2) Gegen die Verfassungsmäßigkeit der Neuregelung als solche (ohne Berücksichtigung der Rückwirkungs-Problematik) bestehen jedenfalls für den hier zu entscheidenden Fall – der erstmaligen (endgültigen) Bewilligung einer großen Witwenrente unter Anrechnung einer Hinterbliebenenrente aus der gesetzlichen Unfallversicherung – keine Bedenken. Der Senat verweist hierzu auf seinen Vorlagebeschluss und die Teilurteile vom 28. Mai 1997 (8 RKn 27/95 – SozR 3-2600 § 93 Nr 3 – unter IV ≪1≫ – insoweit veröffentlicht in JURIS). Insbesondere unterliegen Ansprüche von Versicherten in der gesetzlichen Rentenversicherung auf Versorgung ihrer Hinterbliebenen nicht dem Eigentumsschutz; Art 14 Abs 1 GG wird daher von der gesetzgeberischen Entscheidung nicht tangiert (vgl im Einzelnen BVerfG Beschluss vom 18. Februar 1998 – 1 BvR 1318/86 und 1 BvR 1484/86 – BVerfGE 97, 271 = SozR 3-2940 § 58 Nr 1).

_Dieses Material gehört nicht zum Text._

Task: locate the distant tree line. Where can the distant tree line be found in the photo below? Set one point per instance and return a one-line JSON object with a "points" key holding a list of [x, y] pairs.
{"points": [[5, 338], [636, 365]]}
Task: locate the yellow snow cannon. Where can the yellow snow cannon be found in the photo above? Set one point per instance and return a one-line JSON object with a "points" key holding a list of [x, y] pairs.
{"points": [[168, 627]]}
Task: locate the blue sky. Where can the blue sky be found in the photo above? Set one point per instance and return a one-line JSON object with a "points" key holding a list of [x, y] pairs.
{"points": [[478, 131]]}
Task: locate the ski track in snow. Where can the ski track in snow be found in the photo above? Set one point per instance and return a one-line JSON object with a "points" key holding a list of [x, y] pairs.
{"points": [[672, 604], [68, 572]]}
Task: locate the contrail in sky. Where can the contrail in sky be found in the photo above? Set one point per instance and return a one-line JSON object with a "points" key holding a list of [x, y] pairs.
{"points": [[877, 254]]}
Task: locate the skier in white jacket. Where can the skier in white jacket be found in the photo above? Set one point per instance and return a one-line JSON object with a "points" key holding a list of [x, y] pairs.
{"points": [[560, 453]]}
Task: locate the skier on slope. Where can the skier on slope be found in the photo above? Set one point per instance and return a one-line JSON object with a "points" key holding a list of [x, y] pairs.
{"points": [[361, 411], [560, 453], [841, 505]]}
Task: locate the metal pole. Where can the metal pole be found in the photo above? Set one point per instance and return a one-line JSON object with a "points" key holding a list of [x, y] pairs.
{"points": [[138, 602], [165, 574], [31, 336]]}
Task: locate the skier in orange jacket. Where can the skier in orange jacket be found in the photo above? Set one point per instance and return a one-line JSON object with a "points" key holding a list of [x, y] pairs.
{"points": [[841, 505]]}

War aber der Gesetzgeber verfassungsrechtlich befugt, die Anrechnungsvorschriften des § 93 Abs 1 bis 3 SGB VI auch auf Fallkonstellationen wie bei der Klägerin zu erstrecken, so war er auch nicht gehindert, dies durch einen Eingriff in bereits bestehende Leistungsansprüche – und nicht nur in Anwartschaften auf künftige Leistungen – mit Wirkung für die Zukunft (gerechnet ab dem endgültigen Gesetzesbeschluss des WFG) umzusetzen (vgl im Einzelnen Teilurteil des Senats vom 28. Mai 1997 ≪8 RKn 27/95 – SozR 3-2600 § 93 Nr 3 – unter V ≪1≫). Der Senat folgt insoweit den Erwägungen des BVerfG in dem Urteil vom 14. Mai 1986 (2 BvL 2/83 – BVerfGE 72, 200, 260 ff). Ab dem Tage des Gesetzesbeschlusses durch den Bundestag mussten die Betroffenen mit der Verkündung und dem Inkrafttreten der Neuregelung rechnen. Es war ihnen daher zuzumuten, seither ihr Verhalten auf deren Inhalt einzustellen. Dies gilt auch angesichts des Umstandes, dass in jenem Zeitpunkt schon wegen der Mitwirkungsbefugnisse des Bundesrates weder der Inhalt des künftigen Gesetzes feststand, noch, dass es überhaupt endgültig zu Stande kommen wird (BVerfG aaO 262). Stand aber auf Grund einer – jedenfalls verfassungsrechtlich zulässigen – Rechtsänderung ab 9. Juli 1996 in Fällen wie dem der Klägerin keine ungekürzte große Witwenrente aus der gesetzlichen Rentenversicherung mehr zu, so entfiel damit nach § 100 Abs 1 SGB VI ihr entsprechender Anspruch mit Wirkung ab 1. August 1996.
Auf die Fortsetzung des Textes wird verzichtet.